The structure of DBN network which is used in this paper is shown in the (Fig. 3). These networks are “limited” to a visible and a 4 hidden layers, and there are connections between the layers, but no links between the units in one layer. The hidden layer captures high data level correlation of the visible layer.

Fig. 3.
figure 3

The structure of DBN used in this paper

The Training Process of DBN

At the beginning of the time, by a non supervised greedy layer by layer method, the weights of the generated model are pre-trained and obtained, and Hinton has proved that unsupervised greedy layer by layer method is effective, and it is called Contrast Divergence.

The process is as follows:

  1. 1.

    Train the first layer as an RBM that models the raw input \( x=h0 \) as its visible layer. X represent vectors for users published content

  2. 2.

    Use that first layer to obtain a representation of the input that will be used as data for the second layer. This representation can be chosen as being the mean activations \( p(h1=1|h0) \)

  3. 3.

    Train the second layer as an RBM, taking the transformed data (mean activations) as training examples (for the visible layer of that RBM).

  4. 4.

    Iterate (2 and 3) for two layers, each time propagating upward either mean values.
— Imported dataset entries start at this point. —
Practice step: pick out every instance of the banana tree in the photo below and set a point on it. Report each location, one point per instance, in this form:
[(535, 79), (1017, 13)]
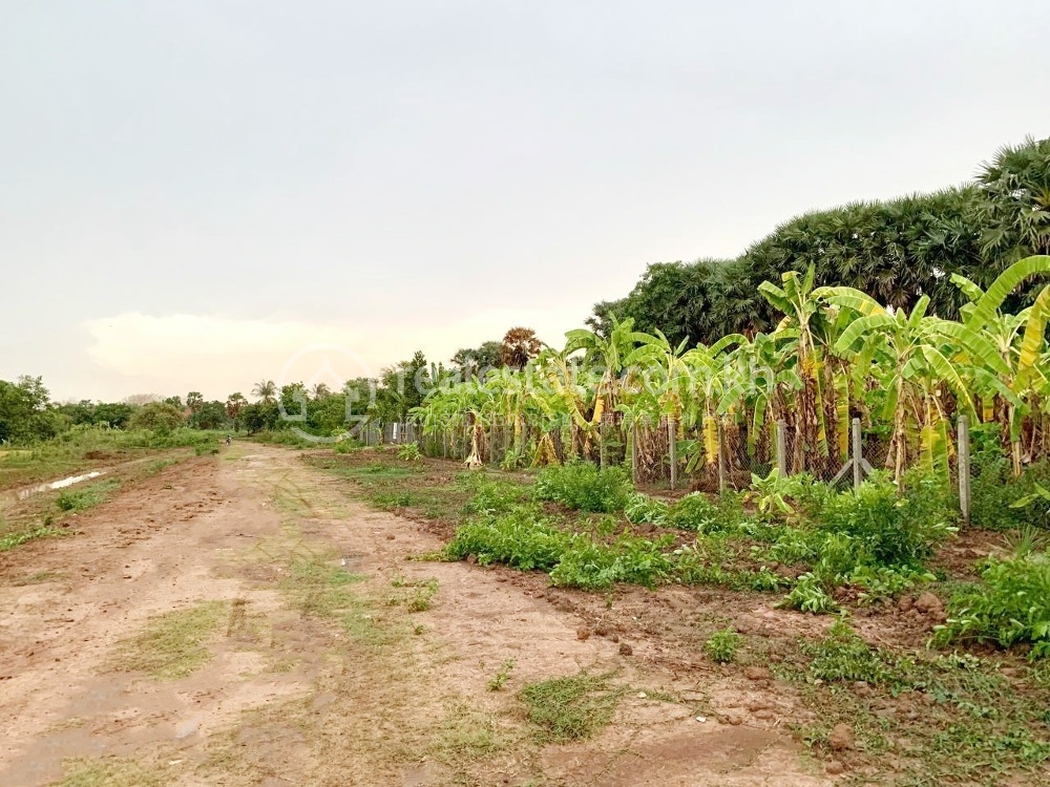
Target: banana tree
[(1021, 353), (924, 356)]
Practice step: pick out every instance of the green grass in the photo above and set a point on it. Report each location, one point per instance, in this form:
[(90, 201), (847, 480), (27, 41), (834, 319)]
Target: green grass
[(81, 498), (319, 589), (82, 449), (570, 708), (9, 540), (497, 682), (956, 719), (173, 644), (109, 771), (721, 646)]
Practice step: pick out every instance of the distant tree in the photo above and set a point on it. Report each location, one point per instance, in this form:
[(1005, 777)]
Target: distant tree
[(234, 404), (293, 400), (26, 415), (1014, 211), (160, 417), (470, 361), (209, 416), (265, 390), (139, 399), (403, 386), (519, 346)]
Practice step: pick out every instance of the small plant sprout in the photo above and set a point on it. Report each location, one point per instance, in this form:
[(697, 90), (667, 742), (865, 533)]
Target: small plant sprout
[(502, 675), (721, 646)]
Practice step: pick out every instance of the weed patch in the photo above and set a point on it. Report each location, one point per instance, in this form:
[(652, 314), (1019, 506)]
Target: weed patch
[(721, 646), (75, 501), (11, 540), (571, 708), (109, 771), (584, 486), (172, 645)]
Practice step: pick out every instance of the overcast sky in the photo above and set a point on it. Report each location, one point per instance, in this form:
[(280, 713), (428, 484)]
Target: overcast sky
[(197, 194)]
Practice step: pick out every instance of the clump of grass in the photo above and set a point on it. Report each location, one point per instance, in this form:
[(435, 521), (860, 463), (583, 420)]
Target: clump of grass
[(172, 645), (584, 486), (109, 771), (421, 595), (502, 675), (466, 735), (322, 590), (571, 708), (721, 645), (410, 452), (843, 656), (80, 500), (1010, 607)]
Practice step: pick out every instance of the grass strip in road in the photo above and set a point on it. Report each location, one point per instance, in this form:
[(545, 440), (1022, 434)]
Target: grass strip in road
[(172, 644), (109, 771), (571, 708)]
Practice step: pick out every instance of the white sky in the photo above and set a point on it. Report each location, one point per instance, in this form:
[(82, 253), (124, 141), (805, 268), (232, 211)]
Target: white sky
[(194, 193)]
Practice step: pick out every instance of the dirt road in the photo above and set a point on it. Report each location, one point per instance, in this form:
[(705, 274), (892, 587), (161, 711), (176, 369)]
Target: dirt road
[(323, 655)]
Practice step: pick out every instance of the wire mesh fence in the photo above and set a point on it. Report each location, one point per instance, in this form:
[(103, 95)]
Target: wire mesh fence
[(665, 453)]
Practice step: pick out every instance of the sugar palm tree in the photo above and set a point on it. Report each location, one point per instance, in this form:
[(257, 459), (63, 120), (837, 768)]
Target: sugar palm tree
[(266, 390)]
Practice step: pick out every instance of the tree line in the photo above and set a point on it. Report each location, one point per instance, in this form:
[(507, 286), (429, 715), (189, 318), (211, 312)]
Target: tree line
[(897, 251)]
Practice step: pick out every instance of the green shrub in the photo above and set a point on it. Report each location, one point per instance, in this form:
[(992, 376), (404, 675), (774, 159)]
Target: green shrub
[(584, 486), (519, 537), (591, 565), (843, 656), (1011, 605), (84, 497), (875, 526), (697, 512), (721, 646), (571, 708), (994, 488), (810, 594), (643, 509), (491, 495), (410, 452)]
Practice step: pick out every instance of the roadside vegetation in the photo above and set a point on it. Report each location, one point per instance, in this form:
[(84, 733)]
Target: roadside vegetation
[(931, 659)]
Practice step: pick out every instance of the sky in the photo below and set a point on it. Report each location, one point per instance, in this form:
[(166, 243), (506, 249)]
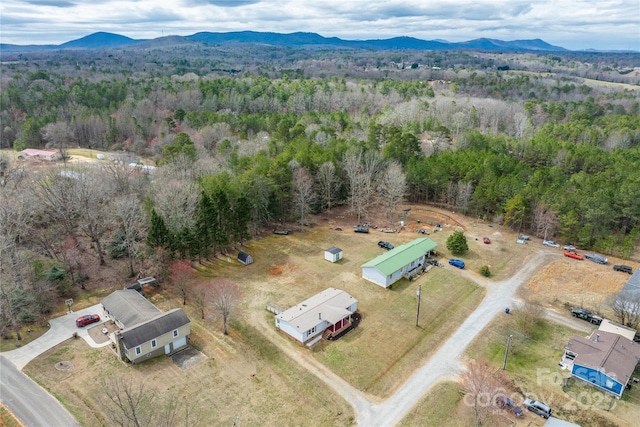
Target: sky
[(575, 25)]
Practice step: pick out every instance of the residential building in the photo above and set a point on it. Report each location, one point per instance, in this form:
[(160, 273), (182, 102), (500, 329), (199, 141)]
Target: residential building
[(399, 262), (605, 360), (145, 331), (325, 314)]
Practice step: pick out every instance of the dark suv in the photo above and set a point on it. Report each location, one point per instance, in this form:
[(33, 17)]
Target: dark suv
[(537, 407), (385, 245), (623, 268)]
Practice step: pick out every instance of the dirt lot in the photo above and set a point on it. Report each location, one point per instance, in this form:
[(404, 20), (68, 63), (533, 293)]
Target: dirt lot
[(242, 370)]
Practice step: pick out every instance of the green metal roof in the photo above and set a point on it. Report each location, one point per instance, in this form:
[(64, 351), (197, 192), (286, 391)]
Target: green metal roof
[(398, 257)]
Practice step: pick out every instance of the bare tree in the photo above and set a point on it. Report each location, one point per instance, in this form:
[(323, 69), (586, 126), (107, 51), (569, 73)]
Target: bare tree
[(59, 135), (465, 192), (129, 218), (224, 297), (15, 219), (626, 308), (200, 296), (482, 384), (181, 275), (351, 166), (544, 220), (363, 173), (303, 194), (527, 315), (130, 404), (94, 202), (392, 188), (328, 184)]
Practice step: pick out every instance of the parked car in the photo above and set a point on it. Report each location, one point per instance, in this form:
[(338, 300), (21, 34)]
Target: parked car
[(537, 407), (573, 254), (457, 263), (505, 403), (385, 245), (596, 258), (623, 268), (87, 320), (584, 314)]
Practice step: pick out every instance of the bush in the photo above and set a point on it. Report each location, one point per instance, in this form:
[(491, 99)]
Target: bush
[(484, 270), (457, 243)]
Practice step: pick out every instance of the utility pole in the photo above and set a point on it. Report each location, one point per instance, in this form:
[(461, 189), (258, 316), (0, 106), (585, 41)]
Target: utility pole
[(506, 353), (418, 313)]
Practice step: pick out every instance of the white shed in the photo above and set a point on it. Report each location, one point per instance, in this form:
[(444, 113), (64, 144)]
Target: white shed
[(333, 254)]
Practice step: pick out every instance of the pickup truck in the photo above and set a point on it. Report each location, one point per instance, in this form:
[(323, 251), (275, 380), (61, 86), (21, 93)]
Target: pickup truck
[(581, 313)]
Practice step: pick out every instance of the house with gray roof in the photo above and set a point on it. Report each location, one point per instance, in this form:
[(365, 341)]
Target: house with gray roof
[(605, 360), (145, 331), (325, 314), (399, 262)]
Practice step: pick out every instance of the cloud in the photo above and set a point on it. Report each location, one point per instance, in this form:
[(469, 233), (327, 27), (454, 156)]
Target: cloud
[(574, 24), (55, 3), (226, 3)]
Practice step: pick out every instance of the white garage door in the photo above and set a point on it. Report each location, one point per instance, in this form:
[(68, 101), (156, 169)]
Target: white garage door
[(179, 343)]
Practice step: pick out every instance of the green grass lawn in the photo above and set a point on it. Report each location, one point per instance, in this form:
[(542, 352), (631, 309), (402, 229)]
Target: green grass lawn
[(532, 366), (387, 346)]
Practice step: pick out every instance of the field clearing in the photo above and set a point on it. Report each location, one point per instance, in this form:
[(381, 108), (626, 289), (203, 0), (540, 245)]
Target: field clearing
[(243, 369), (569, 283)]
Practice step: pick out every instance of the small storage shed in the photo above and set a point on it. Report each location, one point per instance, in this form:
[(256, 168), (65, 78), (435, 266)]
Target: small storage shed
[(245, 258), (333, 254)]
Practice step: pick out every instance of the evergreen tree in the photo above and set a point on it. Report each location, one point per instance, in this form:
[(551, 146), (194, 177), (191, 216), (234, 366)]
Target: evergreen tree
[(457, 243)]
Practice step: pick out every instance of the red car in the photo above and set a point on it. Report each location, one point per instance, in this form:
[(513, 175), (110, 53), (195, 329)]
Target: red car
[(572, 254), (87, 320)]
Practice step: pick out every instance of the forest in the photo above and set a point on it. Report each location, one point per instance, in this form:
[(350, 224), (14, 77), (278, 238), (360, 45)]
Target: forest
[(244, 139)]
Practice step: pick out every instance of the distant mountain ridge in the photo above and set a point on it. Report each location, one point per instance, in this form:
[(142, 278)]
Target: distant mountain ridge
[(103, 40)]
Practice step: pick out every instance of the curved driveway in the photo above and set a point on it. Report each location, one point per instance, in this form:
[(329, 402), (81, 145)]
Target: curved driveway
[(29, 402), (446, 363)]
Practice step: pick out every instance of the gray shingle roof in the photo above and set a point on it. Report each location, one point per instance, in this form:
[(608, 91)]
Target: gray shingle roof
[(129, 307), (631, 289), (611, 353), (153, 328), (330, 305)]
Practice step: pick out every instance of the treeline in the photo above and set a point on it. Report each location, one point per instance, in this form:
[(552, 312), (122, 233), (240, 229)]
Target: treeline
[(234, 156)]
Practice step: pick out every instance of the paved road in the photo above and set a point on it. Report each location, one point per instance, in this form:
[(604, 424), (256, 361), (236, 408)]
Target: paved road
[(444, 365), (60, 329), (29, 402)]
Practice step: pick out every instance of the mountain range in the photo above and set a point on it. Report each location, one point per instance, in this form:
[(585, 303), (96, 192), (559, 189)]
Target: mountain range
[(103, 40)]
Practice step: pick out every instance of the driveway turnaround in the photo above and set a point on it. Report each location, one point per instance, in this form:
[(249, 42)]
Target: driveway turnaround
[(29, 402), (60, 329)]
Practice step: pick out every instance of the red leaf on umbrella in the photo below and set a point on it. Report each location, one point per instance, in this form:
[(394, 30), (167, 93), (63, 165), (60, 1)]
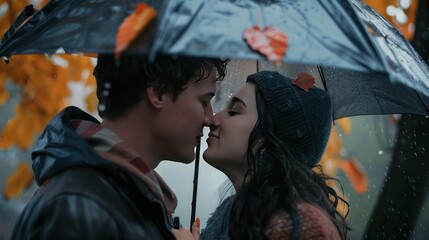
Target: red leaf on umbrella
[(131, 27), (356, 175), (304, 81), (270, 41)]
The main idea of deep belief nets community detection model is to first generate a vector v among terms using word2vec distribution then passing the value to the hidden layer. In turn, the input of visual layer will be randomly selected to try to reconstruct the original input signal. Finally, these new visual neuron activation units will be transferred to reconstruct hidden layer activation unit in order to get h1, These back and forward steps are the familiar Gibbs sampling, and the correlation between the hidden activation unit and visual input will be the main basis for updating the weights. Next the hidden layer h1 is considered as an iput layer for another RBM for topic discovery phase and produce binary hidden units for topic discovery phase, and iterate for producing binary hidden units for detected community.

4 Conclusion and Perspectives

Currently, we are at the phase of elaborating the proposed model which would detect communities, based on content sharing (type of information diffused and the topics extracted from this content). We believe that the resulted communities are of high accuracy since the model allows for a user to be part of multiple communities at the same time, further future work will target the evaluation of our model with the state of the art methods of community detection and a comparison based on ground truth communities. Another possible direction of research is to study both the communities logically and topologically for more accurate results. Finally, and since this paper is a work in progress, we hope that the results we would obtain fit our theoretical hypothesis.